Yamandu Costa ha 38 anni. Di questi, 31 sono quelli dedicati alla chitarra. La sua formazione “accademica” è nulla. Quella sul campo viene da un’infanzia passata insieme ai genitori musicisti in giro per le campagne del sud del Brasile a fare spettacoli nelle feste di paese, e in casa con innumerevoli musicisti di passaggio. Uno di questi, Lucio Yanel, è insieme a Raphael Rabello, Radamés Gnattali, Baden Powell tra i modelli di Yamandu, figlio di una tradizione per la quale la musica è una faccenda quotidiana, fatta di ricerca, virtuosismi e innovazione, certo, ma non per questo meno legata alle arie popolari, alla festa, allo stare insieme.
È per questo che quando Yamandu sale su un palco, come quello dell’interessantissimo festival Jazz On The Road di Brescia lo scorso 12 luglio, sembra che venga a sedersi nel soggiorno di casa vostra. Qualche chiacchiera, qualche battuta giusto per saggiare con più sicurezza un patto tacito che il suo pubblico sottoscrive con la più grande naturalezza, e poi le composizioni (quasi tutte originali) si susseguono una dopo l’altra. Passa dal choro al tango, all’habanera, alla zamba come un libro in piena scrittura aperto sulla storia musicale del Sudamerica. Ripropone stereotipi, gioca con le inflessioni, rompe gli schemi e li ricompone: un concerto di Yamandu è una specie di danza, resa possibile da una padronanza che sembra non avere limiti e che permette al nuovo padrino della chitarra popolare brasiliana di cambiare direzione a ogni istante, di ammiccare al pubblico, di perdersi in divagazioni, di alzare e abbassare incredibilmente la dinamica, senza mai smarrire il proprio centro di gravità e la propria presenza.

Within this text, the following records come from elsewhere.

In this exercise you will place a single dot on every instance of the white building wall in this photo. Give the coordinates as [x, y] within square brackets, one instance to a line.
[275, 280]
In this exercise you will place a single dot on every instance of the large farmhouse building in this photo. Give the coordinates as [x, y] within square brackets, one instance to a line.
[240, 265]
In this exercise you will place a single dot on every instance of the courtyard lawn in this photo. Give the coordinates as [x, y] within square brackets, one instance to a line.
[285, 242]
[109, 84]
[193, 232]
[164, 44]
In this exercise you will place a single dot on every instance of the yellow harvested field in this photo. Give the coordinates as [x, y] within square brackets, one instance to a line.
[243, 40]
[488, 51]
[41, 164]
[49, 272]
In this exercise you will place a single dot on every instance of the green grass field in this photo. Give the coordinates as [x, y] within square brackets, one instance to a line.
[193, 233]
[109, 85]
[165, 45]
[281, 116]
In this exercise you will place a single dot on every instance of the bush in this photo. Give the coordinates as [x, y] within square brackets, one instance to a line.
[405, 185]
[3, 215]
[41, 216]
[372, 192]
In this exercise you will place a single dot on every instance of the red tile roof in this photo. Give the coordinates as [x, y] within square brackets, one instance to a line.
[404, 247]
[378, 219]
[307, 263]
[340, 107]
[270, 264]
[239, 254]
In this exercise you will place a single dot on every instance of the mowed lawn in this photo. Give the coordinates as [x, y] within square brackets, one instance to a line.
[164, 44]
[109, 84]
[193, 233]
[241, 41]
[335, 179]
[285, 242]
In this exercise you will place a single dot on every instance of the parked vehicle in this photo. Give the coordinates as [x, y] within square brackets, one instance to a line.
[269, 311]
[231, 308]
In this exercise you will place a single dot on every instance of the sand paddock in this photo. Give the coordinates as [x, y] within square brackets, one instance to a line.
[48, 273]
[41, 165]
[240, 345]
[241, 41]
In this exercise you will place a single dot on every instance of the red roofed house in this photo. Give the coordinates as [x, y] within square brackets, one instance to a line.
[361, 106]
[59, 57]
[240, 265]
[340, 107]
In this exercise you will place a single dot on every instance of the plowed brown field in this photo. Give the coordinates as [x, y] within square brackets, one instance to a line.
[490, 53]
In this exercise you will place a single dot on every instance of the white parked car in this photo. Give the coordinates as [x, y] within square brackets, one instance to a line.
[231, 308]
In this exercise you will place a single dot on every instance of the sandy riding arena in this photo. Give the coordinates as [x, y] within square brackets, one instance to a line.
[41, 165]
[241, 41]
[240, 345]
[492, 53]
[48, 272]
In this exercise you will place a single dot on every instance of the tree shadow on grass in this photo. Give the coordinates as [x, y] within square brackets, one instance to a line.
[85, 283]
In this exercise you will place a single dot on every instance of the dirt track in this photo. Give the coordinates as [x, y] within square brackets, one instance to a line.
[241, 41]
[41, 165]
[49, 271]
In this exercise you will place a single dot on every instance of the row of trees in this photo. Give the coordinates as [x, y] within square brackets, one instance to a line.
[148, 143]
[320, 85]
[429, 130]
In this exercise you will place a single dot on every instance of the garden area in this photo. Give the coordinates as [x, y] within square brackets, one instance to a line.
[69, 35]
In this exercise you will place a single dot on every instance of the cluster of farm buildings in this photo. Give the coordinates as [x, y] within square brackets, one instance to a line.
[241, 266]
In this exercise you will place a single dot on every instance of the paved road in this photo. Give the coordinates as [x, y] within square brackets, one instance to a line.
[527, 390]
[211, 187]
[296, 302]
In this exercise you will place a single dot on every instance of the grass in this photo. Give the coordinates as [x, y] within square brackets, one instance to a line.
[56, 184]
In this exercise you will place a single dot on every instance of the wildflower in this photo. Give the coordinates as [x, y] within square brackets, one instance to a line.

Nel suo percorso artistico, Yamandu Costa ha già passato il momento di dare prova di sé guadagnando l’attenzione del mondo musicale (anche grazie all’apparizione del 2005 nel film Brasileirinho di Kaurismäki). Addolcendo le asprezze di un giovane prodigio strabordante di energie (in buona parte, dice, grazie all’influenza personale del grande Dominguinhos), si presenta ora come un musicista solidamente strutturato, capace di rappresentare un punto di incontro in pieno movimento tra tradizione e sete di innovazione e contaminazione senza a priori.
La musica – Yamandu lo sa bene – rivela sulla propria superficie i cambiamenti e le variazioni con una velocità e una sensibilità che oltrepassano di molto le capacità del singolo musicista. Bisogna rincorrerla e adeguarvisi con una certa dose di umiltà e di costanza. È ciò che accade anche al choro brasiliano, di cui Yamandu non fa che intercettare le mutazioni raccogliendo grandi e piccoli stimoli dai più diversi incontri, da Doug de Vries a Guto Wirtti, passando da altre piccole sorprese incontrate in questo viaggio europeo, come i choros dell’italiano Giovanni Guaccero o la fisarmonica del francese Vincent Peirani.
Come ci tiene a sottolineare Yamandu in un bel seminario organizzato qualche ora prima del concerto dagli organizzatori del festival, è questo che lo motiva a suonare all’estero. Il Brasile è un paese sufficientemente grande per sostenere una carriera concertistica e discografica, ma è in tournée che è possibile creare più occasioni di scambio inaspettate, anche se ciò significa andare incontro a un pubblico non necessariamente numeroso o preparato, su palchi talvolta modesti.
Aspettando che il nome di Yamandu riempia sale di ben altre dimensioni anche in Europa, nella calma cornice di piazza Tebaldo Brusato, fatta di alberi, facciate neoclassiche e terra battuta, siamo stati i testimoni felici di un presente già ricco eppure ancora pieno di promesse per lui, per la musica sudamericana, e per una scuola di pensiero sempre più viva, che non vede distinzione tra “colto” e popolare.